Schümann e Co. dimostrano pazienza sul cross seguente. Non attaccano freneticamente, ma seguono con prudenza. Alcuni interpretano questo atteggiamento come una rassegnazione. Perché il distacco aumenta e Alinghi continua a seguire senza opporre resistenza. Ma poco prima della boa, gli svizzeri dimezzano improvvisamente il distacco, portandolo a un totale di 26 secondi dopo alcune virate ben ponderate.

Tutti si aspettano che la regata sia finita e che NZL 82 vada di nuovo sottovento. "È un razzo con lo spinnaker", dice il commentatore neozelandese in diretta. Ma non è così. Alinghi recupera 8 secondi, chiarendo che il vento sulla prima rotta dello spinnaker è stato responsabile della perdita.

Alla boa di sottovento, Alinghi si trova a 14 secondi e si ha la sensazione che stia per effettuare un sorpasso al traverso. Dopo una rapida virata, potrebbero capitalizzare la loro altezza superiore e bloccare i Kiwi sul nascere. Ma non funziona. Allora Coutts attinge al suo bagaglio di trucchi. Una finta virata, e un'altra, e un'altra ancora... Entrambe le barche sono quasi sul posto e riescono comunque a virare. Ora è il lavoro dell'equipaggio che conta. Chi riesce a far ripartire la propria barca più velocemente? I Kiwi dimostrano di non aver bisogno di nascondersi da Alinghi. Hanno parato tutti gli attacchi.
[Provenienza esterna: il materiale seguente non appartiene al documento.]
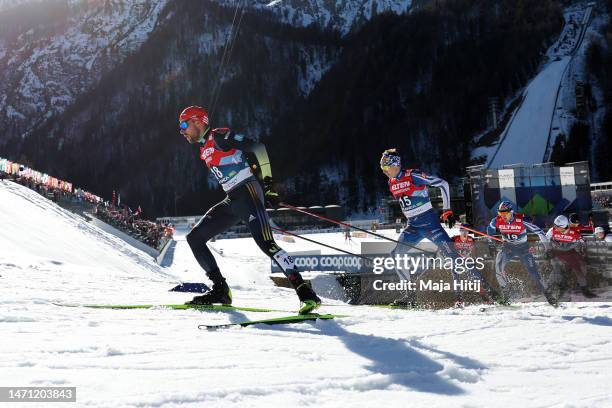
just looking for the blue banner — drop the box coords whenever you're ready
[271,254,385,274]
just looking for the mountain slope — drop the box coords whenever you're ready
[1,178,611,407]
[8,0,343,216]
[0,0,169,141]
[249,0,413,35]
[0,0,415,145]
[3,0,563,217]
[271,0,564,211]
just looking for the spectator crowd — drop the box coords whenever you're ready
[1,156,172,250]
[592,192,612,209]
[94,204,174,250]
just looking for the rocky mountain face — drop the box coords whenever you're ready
[0,0,565,217]
[245,0,414,35]
[0,0,414,142]
[0,0,169,140]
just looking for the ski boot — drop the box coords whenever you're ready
[297,285,321,315]
[297,284,321,314]
[580,286,597,299]
[289,273,321,314]
[186,280,232,305]
[543,289,558,308]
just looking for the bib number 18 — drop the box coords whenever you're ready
[211,166,223,179]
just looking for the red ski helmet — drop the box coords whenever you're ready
[179,106,209,126]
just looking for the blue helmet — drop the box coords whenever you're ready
[498,200,514,213]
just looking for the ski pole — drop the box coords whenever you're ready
[269,226,375,262]
[279,202,437,255]
[459,225,504,243]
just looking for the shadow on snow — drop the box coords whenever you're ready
[257,320,487,396]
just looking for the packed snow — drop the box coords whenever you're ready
[1,180,611,407]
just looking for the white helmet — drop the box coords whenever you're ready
[594,226,605,234]
[554,215,569,228]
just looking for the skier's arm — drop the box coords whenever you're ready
[213,130,256,151]
[546,228,553,241]
[411,171,450,209]
[486,218,498,237]
[525,221,549,248]
[213,131,272,180]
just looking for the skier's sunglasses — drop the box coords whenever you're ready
[179,120,190,130]
[380,157,400,170]
[497,209,511,215]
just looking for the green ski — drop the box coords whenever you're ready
[198,313,342,330]
[53,303,289,313]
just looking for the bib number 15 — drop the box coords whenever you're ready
[399,196,412,209]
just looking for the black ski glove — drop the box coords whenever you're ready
[441,209,457,229]
[263,176,280,209]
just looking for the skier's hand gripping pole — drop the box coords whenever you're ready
[458,224,504,243]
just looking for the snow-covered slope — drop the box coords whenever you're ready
[259,0,413,35]
[481,5,594,168]
[0,181,175,290]
[0,0,416,163]
[0,0,412,140]
[1,180,611,407]
[487,57,570,168]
Questo è uno sport magistrale.

Coutts si rifiuta di indietreggiare e inizia un duello di virate per un totale di 33 giri. Team New Zealand copre aggressivamente il lato sinistro, che finora è stato il migliore in tutte le tappe. E anche questa volta il vento è più fresco. Il vantaggio aumenta ancora, passando da 12 a 26 secondi. È sorprendente la tenacia con cui Alinghi riesce a mantenere la gara, anche se il team perde una quantità minima di tempo a ogni bordeggio. "Dovevamo semplicemente fare qualcosa", afferma Jochen Schümann.

La regata sembra finita alla boa di bolina. Ma poi arriva la manovra decisiva di Alinghi: un tack-jibe-set. Arrivano alla boa con vento da dritta, virano e strambano immediatamente, alzando lo spinnaker (set). Team New Zealand stramba parallelamente, ma è già così avanti che Alinghi è libero a sinistra. Il vento è chiaramente migliore anche in questo caso.

Alinghi si avvicina sempre di più. L'assetto sembra molto diverso da quello dell'avversario. Ha inclinato l'albero molto in avanti. Murray Jones sull'albero è entusiasta: "buona pressione, buona pressione", grida attraverso il microfono. Ma poi si raggiunge la layline verso il traguardo. Alinghi deve strambare e Barker lo segue. Deve solo navigare dritto verso il traguardo.

"Non so nemmeno io perché non l'abbiano fatto", dice Schümann. Il suo team si è lanciato in un ultimo disperato attacco e non si aspettava che Barker lo seguisse. È stato l'errore decisivo. Alinghi è nettamente più veloce "perché abbiamo montato uno spinnaker più piatto, che nel complesso ha funzionato molto meglio dell'altro nel primo tratto di sottovento".

Gli svizzeri passano quasi incontrastati, strambano altre due volte e tagliano il traguardo da vincitori. "È stato incredibile. Non ce lo saremmo mai aspettato", afferma un felicissimo Schümann. Una gioia così esuberante non si era mai vista sulla nave svizzera, nemmeno dopo la Louis Vuitton Cup. Bertarelli abbraccia tutti, alza le braccia in aria e persino il freddo Russell Coutts salta come un matto. Una gara incredibile

Campanacci che suonano per tutta la ferrovia. Lieve orrore sulle barche dei Kiwi. L'elicottero con la bandiera nera sovradimensionata "leale" lascia lo stadio, apparentemente completamente innervosito. L'equipaggio dell'"Iceberg" si appoggia disilluso al toro a grandezza naturale montato a prua. L'imbarcazione con i trenta calzini rossi portafortuna sul parapetto ondeggia sotto la spinta della grande nave madre Alinghi.

È un disastro per Dean Barker e la sua squadra. Già ieri era abbastanza difficile da battere. Ma perdere una regata con un margine così stretto è estremamente snervante. Per i Kiwi è un bene che domani possano prendersi una pausa nel giorno di riposo. Forse la frustrazione sarà dimenticata.

"Dobbiamo tenere a mente gli aspetti positivi", dice il capitano. E ce ne sono molti. La barca era veloce, l'equipaggio ha lavorato bene, così come la maggior parte delle decisioni tattiche. Ma alla fine Alinghi ha vinto di nuovo. Lo schema della Louis Vuitton Cup sembra continuare.